Grosse Überraschung an der Gemeinderatssitzung vom Donnerstag: Gemeindepräsident Roland Stampfli wird für die nächste Legislaturperiode weder als Gemeinderat, noch als Gemeindepräsident antreten.

Dies gab er bei der Diskussion um die Festlegung des Datums der Wahlen des Gemeinderates und des Gemeindepräsidenten im kommenden Jahr bekannt.

Diese Ankündigung löste im Rat grosses Erstaunen aus. Als Begründung für seinen Entscheid gab der parteilose Stampfli gesundheitliche Probleme an. Er amtet seit drei Jahren als Gemeindepräsident. Auf Anfrage bestätigt der 66-jährige Roland Stampfli, dass die gesundheitlichen Probleme mit seinem Amt und der grossen Verantwortung zu tun haben.

Er wolle rechtzeitig die Bremse ziehen. Ausserdem liess er durchblicken, dass man in der Politik viel Geduld brauche, um etwas zu erreichen, das habe er unterschätzt. «Ich bin halt eher ein Macher, kein Politiker», so der Gemeindepräsident. Grosse Mühe habe er auch damit, dass nicht immer am gleichen Strick gezogen werde.

«Man kommt nicht so vorwärts, wie ich das gerne möchte.» Den Entscheid, sein Amt niederzulegen, habe er wohlüberlegt gefällt.

48,5 Prozent bei der Wahl 2013

Bei der letzten Gemeindepräsidenten-Wahl im Jahr 2013 traten insgesamt vier Kandidaten an: drei amtierende Gemeinderäte und Roland Stampfli als parteiloser Quereinsteiger. Stampfli holte auf Anhieb 48,5 Prozent der Stimmen, was alle Mitbewerber dazu bewog, auf einen zweiten Wahlgang zu verzichten.

Die Gemeinderatswahlen für die kommende Legislatur hat der Gemeinderat nun auf den 21. Mai 2017 festgelegt, jene des Gemeindepräsidenten auf den 2. Juli. Auf Antrag von Roland Stampfli wurde eine Arbeitsgruppe, welche eine Überprüfung der Gemeindeorganisation vornehmen soll, ins Leben gerufen. Mögliche Neuerungen und Anpassungen sollen noch vor den Neuwahlen 2017 umgesetzt werden.

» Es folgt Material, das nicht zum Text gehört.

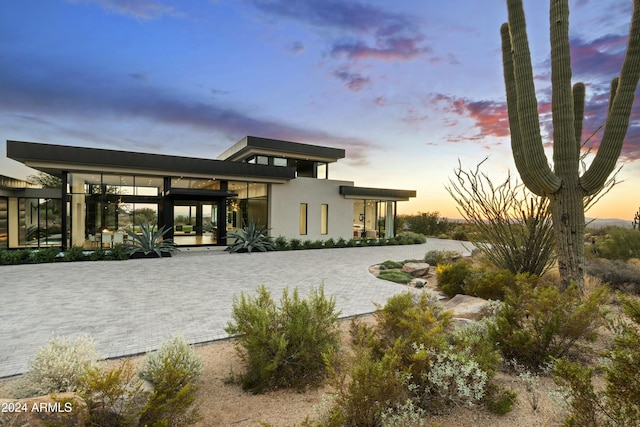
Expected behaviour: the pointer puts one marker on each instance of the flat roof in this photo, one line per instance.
(54, 159)
(351, 192)
(253, 145)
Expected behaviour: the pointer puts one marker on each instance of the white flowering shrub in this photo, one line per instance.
(179, 354)
(59, 365)
(452, 379)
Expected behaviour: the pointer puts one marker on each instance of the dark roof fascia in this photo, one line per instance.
(54, 159)
(253, 144)
(376, 193)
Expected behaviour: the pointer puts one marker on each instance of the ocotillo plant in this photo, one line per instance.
(564, 186)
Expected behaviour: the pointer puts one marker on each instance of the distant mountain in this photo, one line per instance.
(608, 222)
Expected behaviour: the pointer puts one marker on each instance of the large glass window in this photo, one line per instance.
(324, 219)
(4, 222)
(303, 218)
(40, 222)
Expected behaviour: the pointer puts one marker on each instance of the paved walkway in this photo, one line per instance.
(130, 307)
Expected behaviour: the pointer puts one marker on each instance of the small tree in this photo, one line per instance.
(514, 228)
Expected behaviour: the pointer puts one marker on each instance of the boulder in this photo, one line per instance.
(467, 307)
(60, 409)
(416, 269)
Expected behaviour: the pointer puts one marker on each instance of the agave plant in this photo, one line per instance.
(150, 240)
(250, 238)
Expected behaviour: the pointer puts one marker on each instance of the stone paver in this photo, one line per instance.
(130, 307)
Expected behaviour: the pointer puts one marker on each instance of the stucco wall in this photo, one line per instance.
(284, 209)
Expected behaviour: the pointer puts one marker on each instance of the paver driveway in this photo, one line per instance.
(131, 306)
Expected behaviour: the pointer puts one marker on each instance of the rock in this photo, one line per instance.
(416, 269)
(60, 409)
(467, 307)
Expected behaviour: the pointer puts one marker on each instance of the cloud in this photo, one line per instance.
(368, 32)
(354, 81)
(139, 9)
(80, 98)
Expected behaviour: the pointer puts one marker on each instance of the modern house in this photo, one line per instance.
(282, 185)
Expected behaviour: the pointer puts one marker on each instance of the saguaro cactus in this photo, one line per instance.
(563, 185)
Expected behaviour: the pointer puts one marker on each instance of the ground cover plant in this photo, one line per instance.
(283, 344)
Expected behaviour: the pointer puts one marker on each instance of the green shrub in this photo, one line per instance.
(538, 321)
(251, 238)
(97, 255)
(489, 283)
(395, 276)
(59, 366)
(452, 277)
(39, 256)
(618, 274)
(295, 244)
(435, 258)
(620, 243)
(74, 253)
(14, 257)
(283, 346)
(114, 397)
(174, 371)
(280, 243)
(389, 265)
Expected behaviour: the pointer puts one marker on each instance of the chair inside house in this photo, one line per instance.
(118, 239)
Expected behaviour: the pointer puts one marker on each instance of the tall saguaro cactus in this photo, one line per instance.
(563, 184)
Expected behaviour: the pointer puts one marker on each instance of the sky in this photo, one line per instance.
(408, 88)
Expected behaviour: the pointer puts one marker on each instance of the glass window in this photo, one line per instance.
(303, 218)
(324, 219)
(195, 183)
(321, 170)
(279, 161)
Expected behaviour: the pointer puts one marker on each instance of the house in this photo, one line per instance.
(282, 185)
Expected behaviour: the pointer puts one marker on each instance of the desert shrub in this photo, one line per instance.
(182, 357)
(174, 371)
(97, 255)
(115, 396)
(295, 244)
(39, 256)
(435, 258)
(280, 243)
(489, 283)
(452, 277)
(395, 276)
(618, 274)
(283, 346)
(74, 253)
(389, 264)
(59, 366)
(538, 321)
(13, 257)
(499, 400)
(620, 243)
(406, 366)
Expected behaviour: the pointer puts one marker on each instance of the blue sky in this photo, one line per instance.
(406, 87)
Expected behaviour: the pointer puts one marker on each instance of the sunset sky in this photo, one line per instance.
(407, 87)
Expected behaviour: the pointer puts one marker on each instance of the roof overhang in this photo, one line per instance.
(55, 159)
(251, 145)
(351, 192)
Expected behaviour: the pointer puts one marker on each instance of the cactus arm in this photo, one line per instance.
(565, 149)
(530, 142)
(578, 111)
(514, 125)
(618, 119)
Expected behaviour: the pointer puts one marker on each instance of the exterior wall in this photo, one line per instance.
(284, 209)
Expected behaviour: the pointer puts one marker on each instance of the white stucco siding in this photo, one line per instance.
(284, 209)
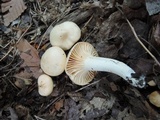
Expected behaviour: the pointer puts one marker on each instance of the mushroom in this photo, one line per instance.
(154, 98)
(65, 35)
(45, 85)
(83, 62)
(53, 61)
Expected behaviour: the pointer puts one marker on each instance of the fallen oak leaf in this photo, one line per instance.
(31, 59)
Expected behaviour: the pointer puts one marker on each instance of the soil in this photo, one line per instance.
(104, 25)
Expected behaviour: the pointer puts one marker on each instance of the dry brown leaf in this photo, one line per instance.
(59, 105)
(15, 8)
(31, 59)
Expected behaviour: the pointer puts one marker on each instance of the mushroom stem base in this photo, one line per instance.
(114, 66)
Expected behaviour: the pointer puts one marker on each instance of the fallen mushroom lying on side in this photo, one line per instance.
(83, 61)
(45, 85)
(154, 98)
(65, 35)
(53, 61)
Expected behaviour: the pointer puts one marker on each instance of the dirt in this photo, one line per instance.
(104, 25)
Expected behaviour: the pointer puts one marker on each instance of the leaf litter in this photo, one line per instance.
(103, 25)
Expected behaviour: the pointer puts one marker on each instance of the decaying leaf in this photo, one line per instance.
(59, 104)
(31, 59)
(14, 9)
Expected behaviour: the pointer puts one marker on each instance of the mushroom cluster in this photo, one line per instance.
(82, 61)
(62, 37)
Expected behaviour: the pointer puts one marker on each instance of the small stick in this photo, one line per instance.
(135, 34)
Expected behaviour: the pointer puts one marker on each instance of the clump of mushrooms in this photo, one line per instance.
(83, 62)
(45, 85)
(154, 98)
(65, 35)
(53, 61)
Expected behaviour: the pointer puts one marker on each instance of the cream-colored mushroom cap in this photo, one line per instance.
(65, 35)
(154, 98)
(75, 63)
(53, 61)
(45, 85)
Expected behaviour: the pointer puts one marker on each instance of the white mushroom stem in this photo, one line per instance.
(114, 66)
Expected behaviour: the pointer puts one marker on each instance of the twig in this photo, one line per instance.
(135, 34)
(6, 54)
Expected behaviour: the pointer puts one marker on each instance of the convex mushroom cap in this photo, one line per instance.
(83, 62)
(154, 98)
(65, 35)
(45, 85)
(53, 61)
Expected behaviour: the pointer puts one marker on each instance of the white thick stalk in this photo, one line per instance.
(116, 67)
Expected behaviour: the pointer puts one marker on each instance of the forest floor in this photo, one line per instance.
(103, 24)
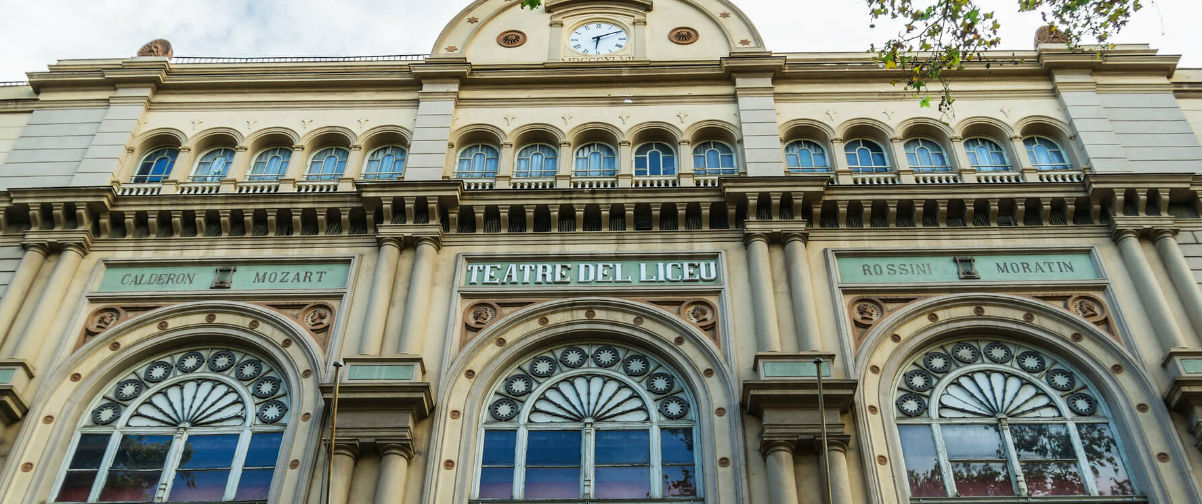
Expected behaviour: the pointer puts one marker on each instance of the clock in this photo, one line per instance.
(597, 39)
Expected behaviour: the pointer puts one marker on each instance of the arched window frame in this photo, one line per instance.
(595, 159)
(269, 164)
(866, 156)
(477, 161)
(713, 158)
(1046, 154)
(328, 164)
(1041, 391)
(927, 156)
(213, 165)
(536, 160)
(152, 401)
(155, 166)
(386, 162)
(807, 156)
(997, 158)
(655, 159)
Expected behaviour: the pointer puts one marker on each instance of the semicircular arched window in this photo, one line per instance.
(589, 421)
(993, 417)
(202, 424)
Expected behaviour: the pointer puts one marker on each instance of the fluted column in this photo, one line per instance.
(376, 318)
(18, 286)
(781, 478)
(762, 303)
(417, 302)
(1149, 291)
(393, 467)
(46, 312)
(1182, 277)
(809, 337)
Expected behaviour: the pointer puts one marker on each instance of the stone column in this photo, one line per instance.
(34, 338)
(18, 288)
(381, 296)
(1182, 277)
(417, 303)
(781, 478)
(393, 468)
(762, 302)
(809, 337)
(1149, 290)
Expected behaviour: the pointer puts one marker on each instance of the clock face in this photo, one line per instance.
(597, 39)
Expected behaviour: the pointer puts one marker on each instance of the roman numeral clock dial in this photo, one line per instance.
(597, 39)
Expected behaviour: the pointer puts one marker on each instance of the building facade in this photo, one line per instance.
(601, 252)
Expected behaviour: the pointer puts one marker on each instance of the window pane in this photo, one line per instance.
(676, 445)
(921, 461)
(623, 482)
(549, 484)
(623, 448)
(497, 482)
(553, 448)
(263, 450)
(1104, 458)
(198, 485)
(679, 481)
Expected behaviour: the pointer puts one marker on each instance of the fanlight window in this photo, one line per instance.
(595, 160)
(714, 158)
(536, 161)
(386, 162)
(195, 425)
(926, 156)
(269, 165)
(654, 160)
(589, 422)
(991, 417)
(328, 164)
(1046, 154)
(155, 166)
(477, 161)
(866, 156)
(213, 166)
(804, 155)
(985, 155)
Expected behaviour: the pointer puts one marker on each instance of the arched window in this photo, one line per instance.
(386, 162)
(589, 422)
(271, 164)
(213, 166)
(328, 164)
(926, 156)
(477, 161)
(201, 424)
(994, 417)
(804, 155)
(714, 158)
(654, 159)
(536, 161)
(985, 155)
(595, 160)
(155, 166)
(866, 156)
(1046, 154)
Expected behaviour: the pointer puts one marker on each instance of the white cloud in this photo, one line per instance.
(39, 33)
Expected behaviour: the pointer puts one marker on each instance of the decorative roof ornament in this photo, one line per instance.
(158, 47)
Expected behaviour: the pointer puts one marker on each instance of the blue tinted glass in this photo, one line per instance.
(623, 448)
(263, 450)
(499, 448)
(553, 448)
(208, 451)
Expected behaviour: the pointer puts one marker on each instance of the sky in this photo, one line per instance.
(35, 34)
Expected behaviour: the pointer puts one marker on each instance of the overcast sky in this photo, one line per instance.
(36, 33)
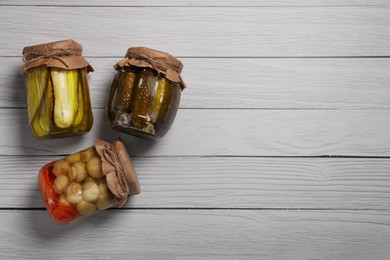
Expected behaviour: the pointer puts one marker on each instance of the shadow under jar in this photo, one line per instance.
(145, 93)
(58, 100)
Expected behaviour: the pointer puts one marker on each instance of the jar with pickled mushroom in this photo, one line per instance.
(58, 100)
(145, 93)
(88, 181)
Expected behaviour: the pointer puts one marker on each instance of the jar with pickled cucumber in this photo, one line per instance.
(145, 93)
(88, 181)
(58, 99)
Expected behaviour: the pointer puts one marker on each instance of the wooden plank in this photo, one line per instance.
(195, 234)
(225, 133)
(174, 182)
(247, 83)
(225, 31)
(193, 3)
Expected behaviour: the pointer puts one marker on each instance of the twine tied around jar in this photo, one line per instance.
(118, 169)
(161, 62)
(59, 55)
(65, 54)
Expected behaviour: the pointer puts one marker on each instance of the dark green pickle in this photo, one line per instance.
(142, 101)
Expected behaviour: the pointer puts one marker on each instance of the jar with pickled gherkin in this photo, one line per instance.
(145, 93)
(88, 181)
(58, 99)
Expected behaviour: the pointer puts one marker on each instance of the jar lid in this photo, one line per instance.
(66, 54)
(120, 174)
(162, 62)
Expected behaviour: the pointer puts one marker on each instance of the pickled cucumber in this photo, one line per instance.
(143, 99)
(125, 92)
(65, 85)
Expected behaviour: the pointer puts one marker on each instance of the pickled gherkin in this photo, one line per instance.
(145, 93)
(142, 102)
(58, 102)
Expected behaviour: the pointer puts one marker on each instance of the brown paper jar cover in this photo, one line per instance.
(65, 54)
(162, 62)
(88, 181)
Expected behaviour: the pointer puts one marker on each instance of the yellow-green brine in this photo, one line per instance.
(58, 99)
(145, 93)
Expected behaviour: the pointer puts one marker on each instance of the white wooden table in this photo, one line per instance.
(280, 149)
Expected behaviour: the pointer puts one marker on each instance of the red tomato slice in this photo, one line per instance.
(45, 179)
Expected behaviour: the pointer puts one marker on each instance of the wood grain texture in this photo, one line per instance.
(203, 31)
(278, 90)
(194, 234)
(341, 83)
(218, 182)
(225, 133)
(196, 3)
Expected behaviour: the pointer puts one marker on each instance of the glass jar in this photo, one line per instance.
(88, 181)
(58, 100)
(145, 93)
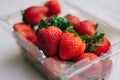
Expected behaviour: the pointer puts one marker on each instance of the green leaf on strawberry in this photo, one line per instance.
(96, 26)
(59, 22)
(94, 42)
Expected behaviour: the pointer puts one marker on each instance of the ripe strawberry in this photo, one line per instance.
(72, 19)
(26, 31)
(106, 66)
(103, 48)
(71, 46)
(90, 56)
(93, 71)
(85, 27)
(78, 77)
(54, 7)
(49, 39)
(34, 14)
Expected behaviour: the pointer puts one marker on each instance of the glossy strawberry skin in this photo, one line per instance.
(73, 19)
(90, 56)
(105, 46)
(54, 7)
(85, 27)
(26, 31)
(49, 39)
(32, 15)
(71, 46)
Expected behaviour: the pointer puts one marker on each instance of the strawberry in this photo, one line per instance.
(71, 46)
(49, 39)
(26, 31)
(103, 48)
(78, 77)
(106, 66)
(93, 71)
(54, 7)
(90, 56)
(72, 19)
(34, 14)
(85, 27)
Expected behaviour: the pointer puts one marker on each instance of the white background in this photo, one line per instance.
(12, 64)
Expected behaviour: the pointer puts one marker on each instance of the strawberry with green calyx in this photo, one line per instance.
(34, 14)
(86, 27)
(49, 34)
(103, 48)
(54, 7)
(98, 44)
(59, 22)
(49, 39)
(94, 42)
(26, 31)
(71, 45)
(72, 19)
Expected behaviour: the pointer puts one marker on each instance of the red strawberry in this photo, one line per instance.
(49, 39)
(103, 48)
(90, 56)
(33, 14)
(71, 46)
(26, 31)
(93, 71)
(73, 19)
(54, 7)
(78, 77)
(85, 27)
(106, 66)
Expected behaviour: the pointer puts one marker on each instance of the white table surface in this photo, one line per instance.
(12, 64)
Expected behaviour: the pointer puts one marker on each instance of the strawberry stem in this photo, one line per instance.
(59, 22)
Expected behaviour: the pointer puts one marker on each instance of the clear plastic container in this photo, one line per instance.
(52, 69)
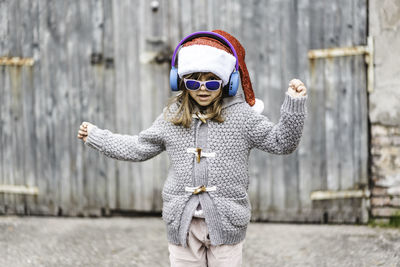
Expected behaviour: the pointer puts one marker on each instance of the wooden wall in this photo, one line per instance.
(108, 62)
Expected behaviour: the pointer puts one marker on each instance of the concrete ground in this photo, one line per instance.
(49, 241)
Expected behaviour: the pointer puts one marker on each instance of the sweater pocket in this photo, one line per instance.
(173, 206)
(236, 211)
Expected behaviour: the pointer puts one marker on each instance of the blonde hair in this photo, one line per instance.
(186, 105)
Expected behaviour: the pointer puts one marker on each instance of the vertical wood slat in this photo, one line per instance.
(64, 89)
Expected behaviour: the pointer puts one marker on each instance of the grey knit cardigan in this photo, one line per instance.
(227, 210)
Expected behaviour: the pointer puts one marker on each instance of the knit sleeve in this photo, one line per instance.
(147, 144)
(282, 137)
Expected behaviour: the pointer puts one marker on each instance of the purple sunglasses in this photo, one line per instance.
(193, 85)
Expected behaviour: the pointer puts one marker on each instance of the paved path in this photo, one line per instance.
(44, 241)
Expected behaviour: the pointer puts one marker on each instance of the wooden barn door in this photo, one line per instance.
(108, 62)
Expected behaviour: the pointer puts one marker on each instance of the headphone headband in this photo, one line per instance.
(205, 34)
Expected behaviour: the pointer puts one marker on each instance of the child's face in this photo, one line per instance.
(203, 97)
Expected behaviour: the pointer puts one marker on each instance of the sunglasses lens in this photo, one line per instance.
(212, 85)
(192, 85)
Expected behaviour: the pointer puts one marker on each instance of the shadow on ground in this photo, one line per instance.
(53, 241)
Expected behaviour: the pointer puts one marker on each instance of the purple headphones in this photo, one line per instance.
(233, 83)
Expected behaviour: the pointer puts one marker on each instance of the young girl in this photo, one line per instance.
(208, 130)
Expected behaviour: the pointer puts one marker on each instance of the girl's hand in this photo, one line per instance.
(84, 130)
(296, 88)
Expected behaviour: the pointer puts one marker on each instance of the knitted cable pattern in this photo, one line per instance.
(228, 209)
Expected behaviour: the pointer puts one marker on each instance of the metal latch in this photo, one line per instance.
(368, 51)
(340, 194)
(16, 61)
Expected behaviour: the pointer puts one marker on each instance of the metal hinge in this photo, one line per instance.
(368, 51)
(19, 189)
(341, 194)
(16, 61)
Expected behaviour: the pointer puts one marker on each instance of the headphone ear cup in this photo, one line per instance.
(174, 79)
(233, 84)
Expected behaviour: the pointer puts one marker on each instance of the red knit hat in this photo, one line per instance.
(206, 54)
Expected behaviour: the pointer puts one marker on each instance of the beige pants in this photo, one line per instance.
(200, 253)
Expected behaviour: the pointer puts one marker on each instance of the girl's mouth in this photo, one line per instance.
(203, 97)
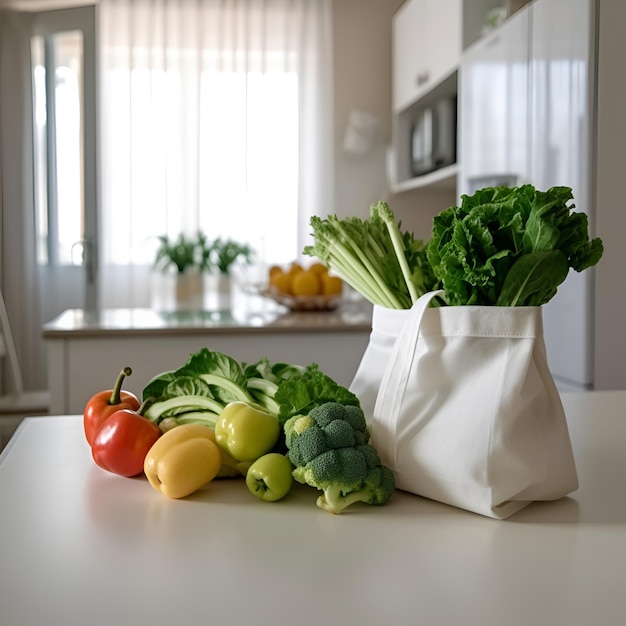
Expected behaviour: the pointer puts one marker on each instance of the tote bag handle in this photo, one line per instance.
(395, 379)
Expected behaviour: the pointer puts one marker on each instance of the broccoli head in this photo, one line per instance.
(330, 450)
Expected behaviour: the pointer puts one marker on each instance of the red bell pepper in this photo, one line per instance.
(103, 404)
(122, 442)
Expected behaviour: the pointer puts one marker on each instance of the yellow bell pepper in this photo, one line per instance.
(183, 460)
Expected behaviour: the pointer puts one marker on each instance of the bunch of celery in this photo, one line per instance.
(385, 265)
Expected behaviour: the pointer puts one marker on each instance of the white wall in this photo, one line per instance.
(362, 51)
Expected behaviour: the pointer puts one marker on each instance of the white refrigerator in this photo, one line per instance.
(525, 116)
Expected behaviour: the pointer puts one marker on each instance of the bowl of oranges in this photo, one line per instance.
(304, 288)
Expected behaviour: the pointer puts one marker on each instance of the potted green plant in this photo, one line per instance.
(225, 252)
(183, 254)
(222, 255)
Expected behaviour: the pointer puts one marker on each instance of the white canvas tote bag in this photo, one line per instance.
(463, 408)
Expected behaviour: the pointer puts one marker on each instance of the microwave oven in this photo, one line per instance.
(433, 137)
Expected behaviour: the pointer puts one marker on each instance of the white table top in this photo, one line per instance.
(81, 547)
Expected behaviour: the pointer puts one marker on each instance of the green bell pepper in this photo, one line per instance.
(245, 432)
(270, 477)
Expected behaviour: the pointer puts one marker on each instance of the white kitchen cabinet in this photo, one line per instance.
(575, 82)
(495, 108)
(427, 43)
(427, 40)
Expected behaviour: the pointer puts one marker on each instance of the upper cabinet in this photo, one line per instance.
(427, 40)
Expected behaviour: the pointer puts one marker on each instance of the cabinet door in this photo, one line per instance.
(426, 47)
(494, 121)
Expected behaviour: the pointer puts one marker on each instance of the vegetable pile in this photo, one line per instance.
(215, 418)
(504, 246)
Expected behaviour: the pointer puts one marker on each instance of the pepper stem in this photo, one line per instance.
(144, 405)
(117, 388)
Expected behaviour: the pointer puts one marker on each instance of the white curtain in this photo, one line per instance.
(17, 244)
(216, 115)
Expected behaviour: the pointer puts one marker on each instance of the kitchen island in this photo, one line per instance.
(85, 350)
(82, 546)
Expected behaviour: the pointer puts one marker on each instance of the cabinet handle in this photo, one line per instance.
(422, 78)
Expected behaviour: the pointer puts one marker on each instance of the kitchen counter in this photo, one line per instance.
(82, 546)
(85, 350)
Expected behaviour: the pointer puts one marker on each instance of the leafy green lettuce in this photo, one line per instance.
(199, 390)
(509, 246)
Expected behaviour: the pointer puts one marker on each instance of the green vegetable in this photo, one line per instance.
(198, 391)
(509, 246)
(269, 477)
(330, 450)
(387, 266)
(246, 433)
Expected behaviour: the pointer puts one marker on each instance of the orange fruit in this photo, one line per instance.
(275, 269)
(295, 268)
(305, 283)
(280, 282)
(331, 285)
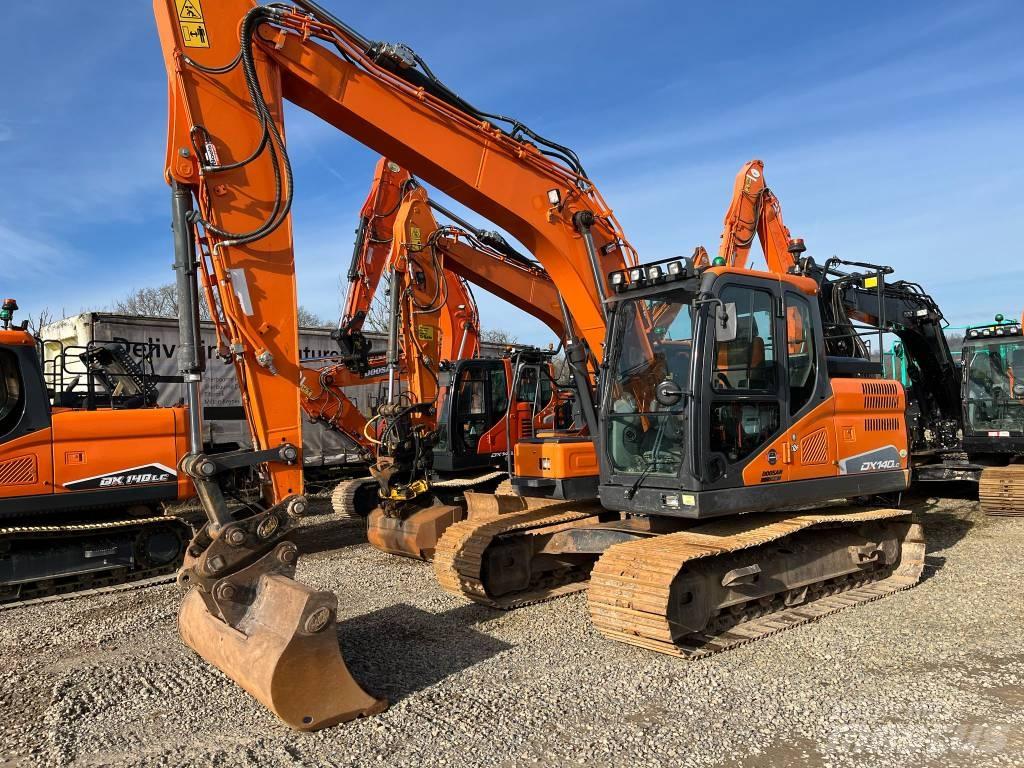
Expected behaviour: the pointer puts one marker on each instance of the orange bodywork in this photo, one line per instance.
(82, 444)
(553, 460)
(861, 416)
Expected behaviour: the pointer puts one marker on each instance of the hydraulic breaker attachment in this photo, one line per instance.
(274, 637)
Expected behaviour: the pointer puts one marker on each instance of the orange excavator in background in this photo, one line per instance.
(945, 443)
(84, 479)
(708, 428)
(457, 413)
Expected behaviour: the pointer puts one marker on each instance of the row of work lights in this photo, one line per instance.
(993, 331)
(656, 272)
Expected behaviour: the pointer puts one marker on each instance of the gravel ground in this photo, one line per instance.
(933, 677)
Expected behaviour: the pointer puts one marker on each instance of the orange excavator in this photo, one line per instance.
(438, 328)
(708, 429)
(464, 414)
(946, 408)
(84, 480)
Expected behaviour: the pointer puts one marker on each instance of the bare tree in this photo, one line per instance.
(377, 320)
(309, 318)
(158, 301)
(162, 301)
(499, 336)
(42, 318)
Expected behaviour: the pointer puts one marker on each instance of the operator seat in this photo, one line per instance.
(741, 361)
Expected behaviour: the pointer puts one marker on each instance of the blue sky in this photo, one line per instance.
(890, 131)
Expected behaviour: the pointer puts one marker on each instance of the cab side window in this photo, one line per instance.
(801, 356)
(499, 390)
(744, 408)
(747, 363)
(11, 392)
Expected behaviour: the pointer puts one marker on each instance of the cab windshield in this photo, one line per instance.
(652, 342)
(995, 386)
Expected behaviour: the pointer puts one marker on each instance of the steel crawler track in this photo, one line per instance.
(459, 557)
(86, 585)
(630, 589)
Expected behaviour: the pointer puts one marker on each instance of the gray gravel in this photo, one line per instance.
(933, 676)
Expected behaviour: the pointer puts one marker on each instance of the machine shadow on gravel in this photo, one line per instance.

Überraschung durch und durch

Der Rücktritt Stampflis kommt überraschend, weil er noch im Mai dieses Jahres seinen Wiederantritt verkündet hatte: «In einer zweiten Amtsperiode kann ich von den bisher gemachten Erfahrungen profitieren», liess er am 26. Mai auf Anfrage gegenüber dieser Zeitung verlauten.

Als Grund nannte er damals unter anderem, dass aufgrund von Pensionierungen in der nächsten Amtsperiode diverse leitende Stellen in der Gemeindeverwaltung neu besetzt werden müssten.

Erstaunt zeigen sich die Balsthaler Parteipräsidenten. Christine Rütti, Präsidentin der SVP, wusste am Freitagnachmittag noch nichts vom Rücktritt des Gemeindepräsidenten und wollte deshalb auch keine Stellung nehmen.

Gleich tut es ihr Kollege von der CVP, Pierino Menna, der sich ebenfalls nicht zu Stampflis Entscheid äussern will. Der SP-Präsident, Fritz Dietiker, war am Freitag nicht zu erreichen. André Schaad, der Vorsteher der FDP, zeigt sich überrascht: «Vor allem weil sich Stampfli bislang so geäussert hat, dass er sich wieder zur Verfügung stellen werde.»

Schaad, auch Gemeindevizepräsident, hat im Moment keine Ambitionen, selber das Amt von Stampfli zu übernehmen.